С прямой откровенностью и детской простотой Кузьмин задавал мне очень странные вопросы. Я начала рассказывать ему о себе, об атмосфере, в которой я воспитывалась, о своей работе во время войны, о своих беседах с крестьянами. Он сосредоточенно слушал, сложив руки на столе и наклонив голову. Теперь настала его очередь впервые в жизни услышать что-то противоположное тому, чему его учили с детства. Многое из рассказанного мною было явно непонятно ему, и он просил более детальных объяснений. Наконец, когда я заговорила о своей жизни на фронте и в Пскове, он поднял голову и спросил:
– Возможно ли, чтобы Романовы любили Россию?
– Да, они любят ее; они любили и будут любить ее всегда, что бы ни случилось, – ответила я, не подозревая о том, как часто в будущем у меня будет причина вспоминать эту фразу.
Путь был проложен. Теперь я могла заговорить о своем отце. И в тот вечер, прощаясь с Кузьминым, я почувствовала, что достигла чего-то, поговорив с ним.
Моего отца не освободили ко дню моей свадьбы, но теперь я не так тревожилась за его судьбу. И я не ошиблась; через несколько дней из его дома убрали охрану.
Глава 28
Хаос
Над Петроградом и его бестолковой властью сгущались тучи. Великий русский патриот генерал Корнилов, видя, что фракция Керенского с ее словесной эквилибристикой и постоянными уступками большевикам может привести Россию прямиком к гибели, решил потребовать более решительных мер в отношении армии.
Сначала Керенский сделал вид, что согласен сотрудничать, но внезапно переметнулся на другой фронт и предал Корнилова. Кажется, что таким образом он надеялся снискать благосклонность большевиков. На самом же деле он только способствовал их полной победе. Смелые действия генерала Корнилова были последними в своем роде перед полным мраком, и на мою страну обрушился хаос.

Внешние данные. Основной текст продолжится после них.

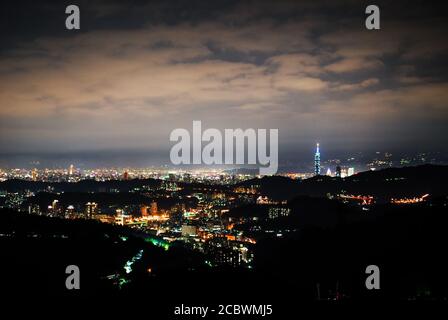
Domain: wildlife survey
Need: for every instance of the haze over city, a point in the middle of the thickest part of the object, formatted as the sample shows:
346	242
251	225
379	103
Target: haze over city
116	88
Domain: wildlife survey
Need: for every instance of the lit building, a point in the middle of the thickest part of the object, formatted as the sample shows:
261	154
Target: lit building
91	209
188	230
350	172
34	174
317	161
275	212
338	171
154	208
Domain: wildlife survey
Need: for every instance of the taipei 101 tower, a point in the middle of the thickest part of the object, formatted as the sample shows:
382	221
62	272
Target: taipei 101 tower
317	161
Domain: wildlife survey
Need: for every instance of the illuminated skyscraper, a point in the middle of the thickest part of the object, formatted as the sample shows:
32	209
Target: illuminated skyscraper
154	208
34	174
338	171
91	209
317	161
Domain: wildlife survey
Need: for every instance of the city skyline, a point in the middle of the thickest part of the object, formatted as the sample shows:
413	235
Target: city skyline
129	76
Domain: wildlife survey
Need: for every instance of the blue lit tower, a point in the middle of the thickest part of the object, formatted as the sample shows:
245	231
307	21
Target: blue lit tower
317	161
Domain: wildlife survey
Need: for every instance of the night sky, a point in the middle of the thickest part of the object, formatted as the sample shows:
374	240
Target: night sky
136	71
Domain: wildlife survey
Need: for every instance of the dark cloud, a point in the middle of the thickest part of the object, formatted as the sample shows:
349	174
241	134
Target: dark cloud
136	71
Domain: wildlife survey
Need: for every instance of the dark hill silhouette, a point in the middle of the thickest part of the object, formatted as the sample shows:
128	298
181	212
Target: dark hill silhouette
382	184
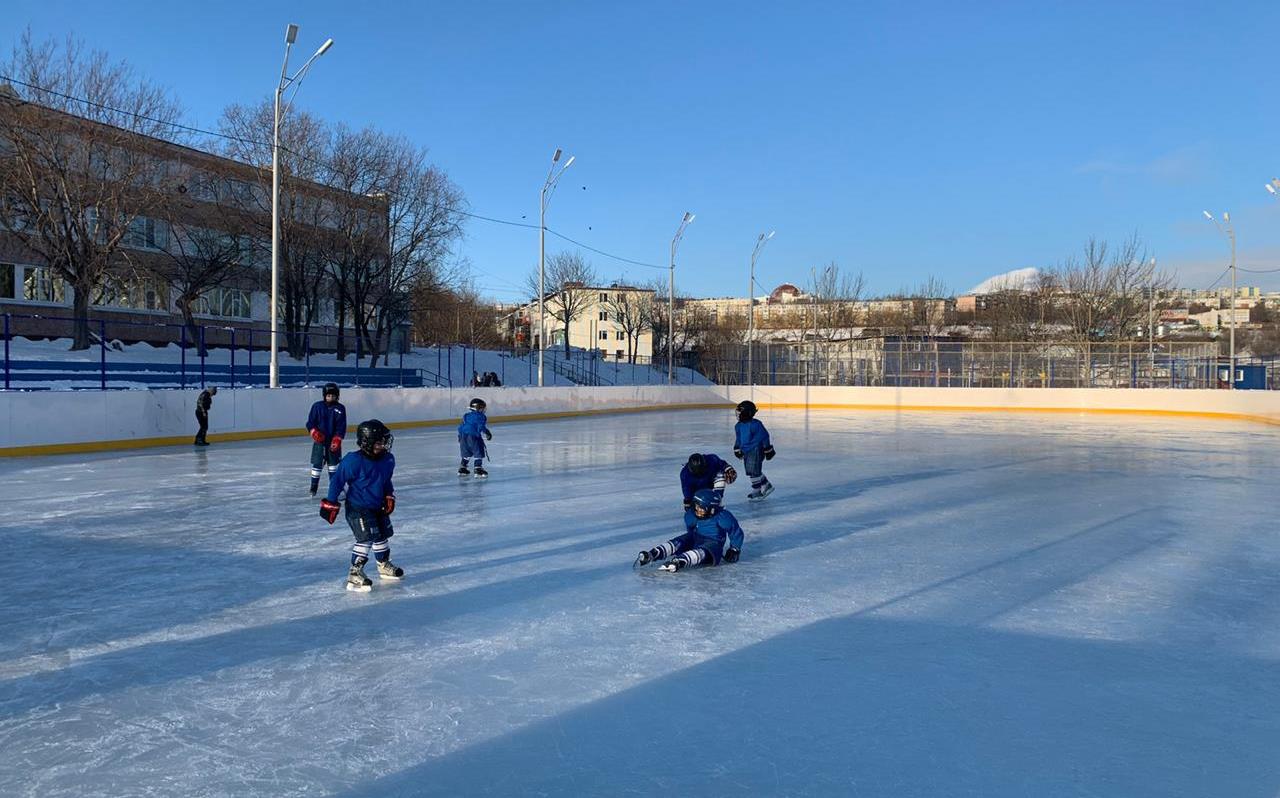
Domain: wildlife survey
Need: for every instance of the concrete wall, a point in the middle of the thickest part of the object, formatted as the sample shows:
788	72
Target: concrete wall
83	420
1261	406
33	423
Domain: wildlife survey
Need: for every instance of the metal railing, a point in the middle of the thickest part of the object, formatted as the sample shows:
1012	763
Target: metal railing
970	364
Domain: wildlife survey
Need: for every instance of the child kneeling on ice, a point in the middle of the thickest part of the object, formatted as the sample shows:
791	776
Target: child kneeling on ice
709	527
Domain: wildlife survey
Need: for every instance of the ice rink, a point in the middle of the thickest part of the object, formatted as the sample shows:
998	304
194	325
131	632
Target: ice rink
928	605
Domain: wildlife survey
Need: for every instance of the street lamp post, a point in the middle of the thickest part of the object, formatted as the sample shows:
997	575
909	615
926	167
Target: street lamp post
671	297
1226	229
750	308
548	188
291	35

Моя свадьба совпала с этим временем. Так как теперь было точно известно, что мой отец не сможет на ней присутствовать, мы решили отпраздновать ее в Павловске, где жила моя бабушка, королева Греции. Застигнутая в России революцией, она осталась со своими племянниками.
Одно время Павловск был излюбленной резиденцией императора Павла I. Дворец находился всего в нескольких милях от Царского Села, он и окружающий его парк перешли в руки побочной ветви царской семьи. Теперь они находились во владении князя Иоанна, женатого на принцессе Сербской Елене, с которой я ездила на фронт.